Checked my pond near Findlay this afternoon....solid 2 1/2" of hard ice......! stayed near the dock for now....but by the weekend, the 9-10"" perch, 8" gills, 13" crappies, and all sizes of LM & SM bass there will be on my radar....Merry Ice Fishing to all of you, be safe and report in often...AH2


----------



## laynhardwood (Dec 27, 2009)

What time should we start showing up?


----------



## aquaholic2 (Feb 17, 2010)

laynhardwood said:


> What time should we start showing up?


A C/R fun day would be neat....good time to meet some of you and hear your fishing lies around the old wood stove in the barn....?


----------



## Minnowhead (Jan 12, 2011)

Bring a crock pot of something delicious for after!


----------



## Scum_Frog (Apr 3, 2009)

I'm in!
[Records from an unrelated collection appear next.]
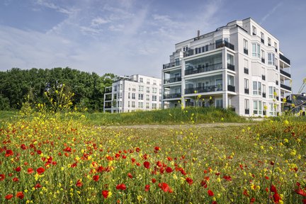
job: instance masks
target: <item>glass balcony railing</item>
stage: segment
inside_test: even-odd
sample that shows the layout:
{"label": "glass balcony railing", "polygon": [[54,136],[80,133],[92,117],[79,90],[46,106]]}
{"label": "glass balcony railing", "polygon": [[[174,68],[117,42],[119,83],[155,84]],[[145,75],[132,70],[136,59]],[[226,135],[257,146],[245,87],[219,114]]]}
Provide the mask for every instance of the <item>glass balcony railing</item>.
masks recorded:
{"label": "glass balcony railing", "polygon": [[169,94],[164,95],[164,99],[178,98],[181,97],[181,93]]}
{"label": "glass balcony railing", "polygon": [[164,84],[169,84],[169,83],[174,83],[178,81],[181,81],[181,76],[171,77],[169,79],[164,79]]}
{"label": "glass balcony railing", "polygon": [[185,94],[219,91],[222,91],[222,84],[218,84],[218,85],[205,86],[201,87],[187,88],[185,89]]}
{"label": "glass balcony railing", "polygon": [[196,67],[196,68],[193,67],[192,66],[190,66],[190,67],[187,67],[186,69],[185,70],[185,75],[220,69],[222,69],[222,62],[221,63],[216,63],[216,64],[210,64],[208,66],[206,66],[205,64],[200,64],[200,65],[198,65],[198,67]]}

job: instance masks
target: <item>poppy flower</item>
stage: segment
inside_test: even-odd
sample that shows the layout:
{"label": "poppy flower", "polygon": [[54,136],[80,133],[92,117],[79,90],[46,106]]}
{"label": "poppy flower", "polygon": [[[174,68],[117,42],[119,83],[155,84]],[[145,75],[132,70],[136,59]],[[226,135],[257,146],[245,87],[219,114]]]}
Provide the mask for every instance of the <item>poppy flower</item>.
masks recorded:
{"label": "poppy flower", "polygon": [[24,194],[22,191],[17,192],[16,197],[19,198],[20,199],[23,199]]}
{"label": "poppy flower", "polygon": [[98,181],[99,178],[99,176],[98,175],[95,175],[93,176],[93,180],[95,181]]}
{"label": "poppy flower", "polygon": [[173,171],[173,170],[172,170],[172,169],[171,168],[171,167],[167,167],[166,169],[166,172],[167,172],[167,173],[171,173],[171,172],[172,172]]}
{"label": "poppy flower", "polygon": [[28,168],[28,174],[30,174],[34,173],[34,170],[32,168]]}
{"label": "poppy flower", "polygon": [[297,193],[298,194],[300,194],[302,196],[306,196],[306,192],[304,191],[302,188],[296,189],[295,193]]}
{"label": "poppy flower", "polygon": [[208,190],[208,193],[209,196],[213,196],[215,195],[211,190]]}
{"label": "poppy flower", "polygon": [[80,179],[79,179],[77,181],[76,181],[76,186],[77,187],[81,187],[82,186],[83,186],[83,183],[81,183],[81,180]]}
{"label": "poppy flower", "polygon": [[42,167],[40,167],[38,169],[36,169],[36,171],[38,172],[38,174],[43,174],[43,172],[45,172],[45,169],[43,169]]}
{"label": "poppy flower", "polygon": [[191,185],[192,183],[193,183],[193,180],[192,180],[192,179],[191,179],[191,178],[189,178],[189,177],[187,177],[187,178],[186,178],[186,181],[187,183],[189,183],[189,185]]}
{"label": "poppy flower", "polygon": [[169,192],[170,190],[170,188],[169,186],[169,185],[166,183],[159,183],[159,187],[160,188],[162,188],[162,191],[164,191],[164,192]]}
{"label": "poppy flower", "polygon": [[149,185],[146,185],[145,187],[144,187],[144,191],[149,191],[149,188],[150,188]]}
{"label": "poppy flower", "polygon": [[118,184],[116,186],[116,188],[117,188],[117,190],[123,190],[123,191],[124,191],[124,190],[126,189],[126,186],[125,184],[123,184],[123,183],[120,183],[120,184]]}
{"label": "poppy flower", "polygon": [[8,194],[8,195],[6,195],[4,198],[5,198],[6,200],[11,200],[11,198],[13,198],[13,194]]}
{"label": "poppy flower", "polygon": [[13,151],[11,150],[11,149],[7,149],[6,151],[6,154],[5,154],[5,157],[9,157],[9,156],[13,156]]}
{"label": "poppy flower", "polygon": [[106,190],[102,191],[102,196],[104,197],[104,198],[107,198],[108,196],[108,191]]}
{"label": "poppy flower", "polygon": [[146,168],[146,169],[149,169],[149,162],[147,162],[147,161],[144,162],[144,168]]}

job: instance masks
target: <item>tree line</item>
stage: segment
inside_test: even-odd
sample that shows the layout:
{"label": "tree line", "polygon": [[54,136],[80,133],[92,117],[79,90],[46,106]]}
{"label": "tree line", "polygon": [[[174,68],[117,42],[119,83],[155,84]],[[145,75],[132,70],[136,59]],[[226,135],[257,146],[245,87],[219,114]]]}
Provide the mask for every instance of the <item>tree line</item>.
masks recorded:
{"label": "tree line", "polygon": [[29,102],[48,104],[45,92],[65,87],[74,93],[73,103],[89,110],[101,111],[105,87],[112,84],[113,74],[100,76],[69,67],[21,69],[0,72],[0,110],[18,110],[25,98]]}

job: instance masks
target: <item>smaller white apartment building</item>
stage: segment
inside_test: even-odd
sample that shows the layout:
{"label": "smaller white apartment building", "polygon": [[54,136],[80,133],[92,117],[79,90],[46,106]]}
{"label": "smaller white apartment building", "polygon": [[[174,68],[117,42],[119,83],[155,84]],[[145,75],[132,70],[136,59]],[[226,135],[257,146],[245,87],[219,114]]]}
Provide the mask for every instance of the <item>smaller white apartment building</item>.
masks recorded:
{"label": "smaller white apartment building", "polygon": [[135,74],[113,79],[104,94],[103,112],[123,113],[160,109],[162,79]]}

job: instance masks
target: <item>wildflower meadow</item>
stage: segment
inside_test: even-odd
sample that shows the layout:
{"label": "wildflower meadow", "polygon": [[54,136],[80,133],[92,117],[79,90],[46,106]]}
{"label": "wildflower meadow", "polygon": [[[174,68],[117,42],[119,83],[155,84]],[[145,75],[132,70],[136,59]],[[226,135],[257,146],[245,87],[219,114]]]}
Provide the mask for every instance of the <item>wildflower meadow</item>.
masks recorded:
{"label": "wildflower meadow", "polygon": [[306,203],[304,121],[102,127],[40,110],[0,125],[2,203]]}

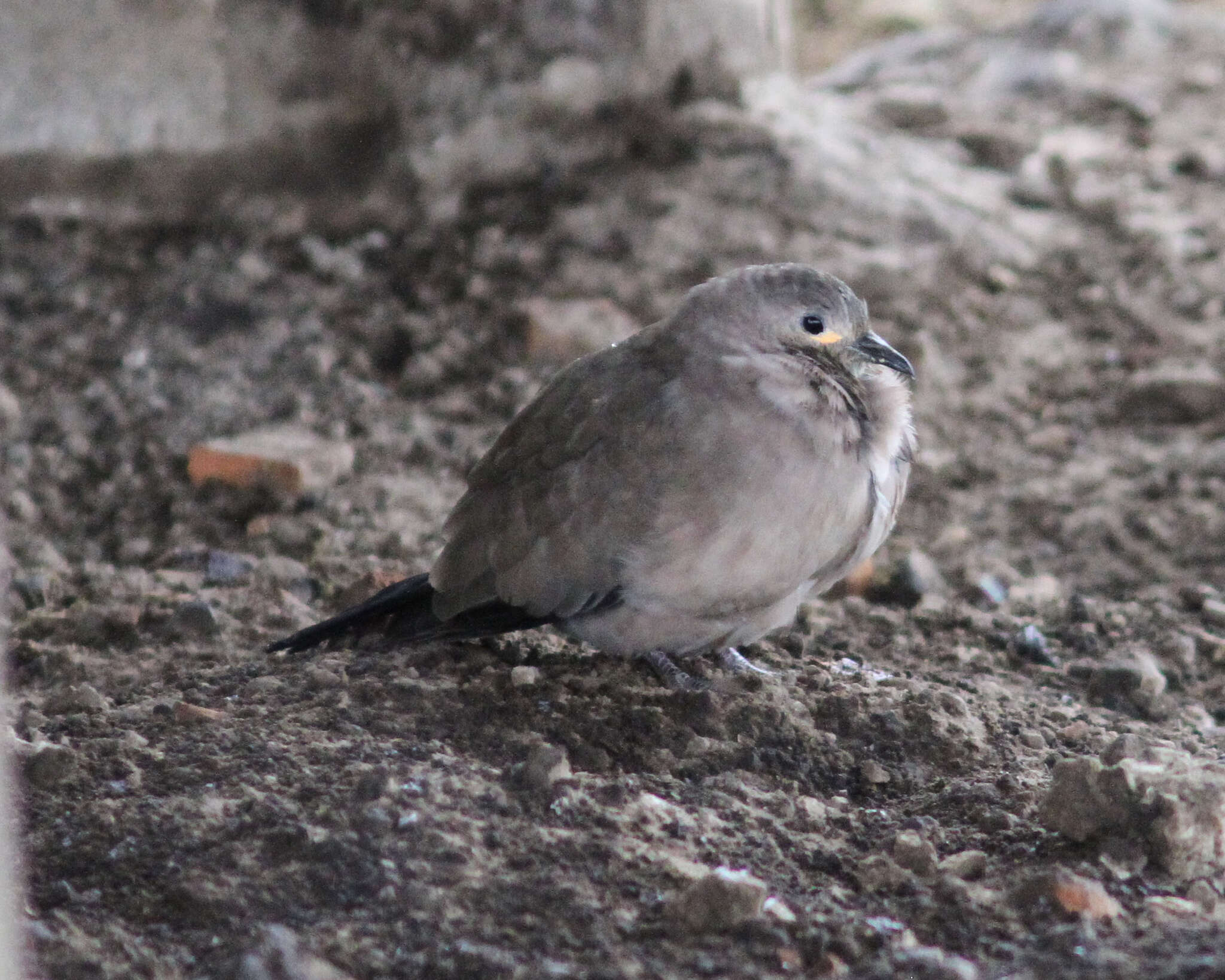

I'll bring my chili!


----------



## westbranchbob (Jan 1, 2011)

Going out Friday to check a farm pond myself...did pretty good the two times I got out last year..














.....
Maybe we need to arrange a trade a trip.


----------



## Wally15 (Jan 12, 2010)

westbranchbob said:


> Going out Friday to check a farm pond myself...did pretty good the two times I got out last year..
> 
> 
> 
> ...


west branch Bob I don't got no ponds to go to but love to join you some time there if you wouldn't mind I'm not greedy bout 10 of those perch and a few gills would make me happy pm me sometime if you'd like some company I'll pay for gas and bait


----------



## FISHAHOLIC85 (Apr 22, 2011)

westbranchbob said:


> Going out Friday to check a farm pond myself...did pretty good the two times I got out last year..
> 
> 
> 
> ...


Bob, those are some beautiful fish. The perch pics got me all hot and bothered lol! Boy I can't wait to get out! Hoping to find some yellow bellies at white's landing or east res on PLX or Nimi. Crappie, perch, gills, eyes... bring it on!


----------



## aquaholic2 (Feb 17, 2010)

FISHAHOLIC85 said:


> Bob, those are some beautiful fish. The perch pics got me all hot and bothered lol! Boy I can't wait to get out! Hoping to find some yellow bellies at white's landing or east res on PLX or Nimi. Crappie, perch, gills, eyes... bring it on!





aquaholic2 said:


> Checked my pond near Findlay this afternoon....solid 2 1/2" of hard ice......! stayed near the dock for now....but by the weekend, the 9-10"" perch, 8" gills, 13" crappies, and all sizes of LM & SM bass there will be on my radar....Merry Ice Fishing to all of you, be safe and report in often...AH2


Friday update...5" of real nice ice...have not dropped a line yet but if we don't get too much rain Sat, it will be game on...! AH2, Findlay


----------



## c. j. stone (Sep 24, 2006)

Minnowhead said:


> Bring a crock pot of something delicious for after!


Or some hops pops?


----------



## aquaholic2 (Feb 17, 2010)

aquaholic2 said:


> Friday update...5" of real nice ice...have not dropped a line yet but if we don't get too much rain Sat, it will be game on...! AH2, Findlay


The panfish in my pond were as eager as all of us today....! Great to be back on the ice.....! Solid 5" here in Findlay, a little slush on top but not a problem. Gills, bass, and crappies were real active last hour before dark tonight should only get better this next week...........AH2


----------